According to ASCAMCAT, a Colombian agricultural union, the proposed Peasant Farmer Reserve Zone would provide small-scale farming opportunities to over 80,000 campesinos. It’s a common misconception that the campesinos are simply poor people who can’t afford to live any other way—campesino life is rich in culture and heritage, and many see their way of living, difficult though it is, as a valued tradition that deserves to be protected.
The campesinos also want the right to farm alternative crops to illegal coca, from which cocaine is made. At the moment, it’s impossible to make a living by farming food products because foreign imports are so cheap and the total lack of decent roads or infrastructure makes transport costs too high. Campesino farmers are becoming increasingly reliant on coca, only to have the army burn down all of their crops, pushing them further into poverty.
Similar scenes to those in Catatumbo are playing out across Colombia, but the region has lately become something of a tinderbox because of the extent of the resistance there.
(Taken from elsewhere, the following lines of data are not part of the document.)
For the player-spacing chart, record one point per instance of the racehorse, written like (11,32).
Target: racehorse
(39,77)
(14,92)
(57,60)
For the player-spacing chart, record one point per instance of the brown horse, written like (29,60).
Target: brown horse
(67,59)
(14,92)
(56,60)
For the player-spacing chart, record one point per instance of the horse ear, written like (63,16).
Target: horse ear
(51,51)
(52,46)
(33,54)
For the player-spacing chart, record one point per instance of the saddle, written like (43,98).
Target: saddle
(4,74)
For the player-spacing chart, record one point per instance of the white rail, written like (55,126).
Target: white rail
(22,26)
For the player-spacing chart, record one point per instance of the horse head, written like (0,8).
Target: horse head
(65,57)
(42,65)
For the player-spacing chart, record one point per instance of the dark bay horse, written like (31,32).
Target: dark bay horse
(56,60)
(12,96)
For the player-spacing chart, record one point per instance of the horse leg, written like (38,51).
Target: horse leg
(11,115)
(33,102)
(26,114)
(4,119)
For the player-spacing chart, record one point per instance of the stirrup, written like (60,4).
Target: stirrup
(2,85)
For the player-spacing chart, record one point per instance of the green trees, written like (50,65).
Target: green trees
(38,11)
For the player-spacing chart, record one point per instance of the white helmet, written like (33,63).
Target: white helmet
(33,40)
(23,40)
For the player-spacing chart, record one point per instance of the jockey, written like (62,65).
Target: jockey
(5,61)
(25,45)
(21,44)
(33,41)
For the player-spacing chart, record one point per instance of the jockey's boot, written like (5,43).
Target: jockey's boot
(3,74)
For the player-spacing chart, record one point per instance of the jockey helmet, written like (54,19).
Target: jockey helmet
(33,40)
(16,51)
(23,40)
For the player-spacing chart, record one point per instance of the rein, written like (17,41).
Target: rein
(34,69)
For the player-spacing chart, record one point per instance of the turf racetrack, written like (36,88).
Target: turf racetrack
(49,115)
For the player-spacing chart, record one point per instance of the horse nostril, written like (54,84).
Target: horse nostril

So it comes as no surprise that Catatumbo’s campesinos have made an enemy in the government as a result, which insists that the protests have been infiltrated by the FARC, a left-wing peasant insurgency that has been fighting the Colombian government and its right-wing paramilitary proxies for the better part of 50 years. The government calls the campesinos terrorists, but when I was in Catatumbo, I saw no evidence of that. The campesinos seemed like ordinary people, many of them teenagers, who claimed to have never fired a single shot at the authorities. As one campesino put it, “If we were terrorists with access to weaponry, why would we fight the army with sticks and stones?”
It’s a compelling argument, and one the government doesn’t want people to hear. The day before we set off for Catatumbo, Colombia’s ministry of defense tried to intimidate us into changing our minds. We received several emails and were invited to a personal meeting, where we were warned that our safety among the campesinos couldn’t be guaranteed.
But that was complete bullshit—the biggest threat to our safety was the soaring temperatures. Our interactions with the campesinos consisted mainly of eating lunch together and salsa dancing—hardly the stuff of Jabhat al-Nusra. Nevertheless, the government continues its smears; the leader of the campesino union, Cesar Jerez, is regularly portrayed in the Colombian press as some kind of Latino bin Laden. Anyone with an interest in human rights should be keeping an eye on what happens to him in the coming months.
Eventually the afternoon wore on, the temperatures cooled, and the campesinos returned to work. As we bounced along the roads home, we got word that the campesinos were preparing to lift the road blockades in response to the government agreeing to enter into negotiations. That development doesn’t seem to have stopped the conflict, though—a few days later, the police returned to the region and committed further violence, leading to the hospitalization of a journalist from the Colombian alternative press.
Waiting at the airport to fly back to Colombia’s capital, I saw a billboard from the country’s tourist board that, after spending time in Catatumbo, seemed almost mocking in its message: "Colombia: the only risk is wanting to stay."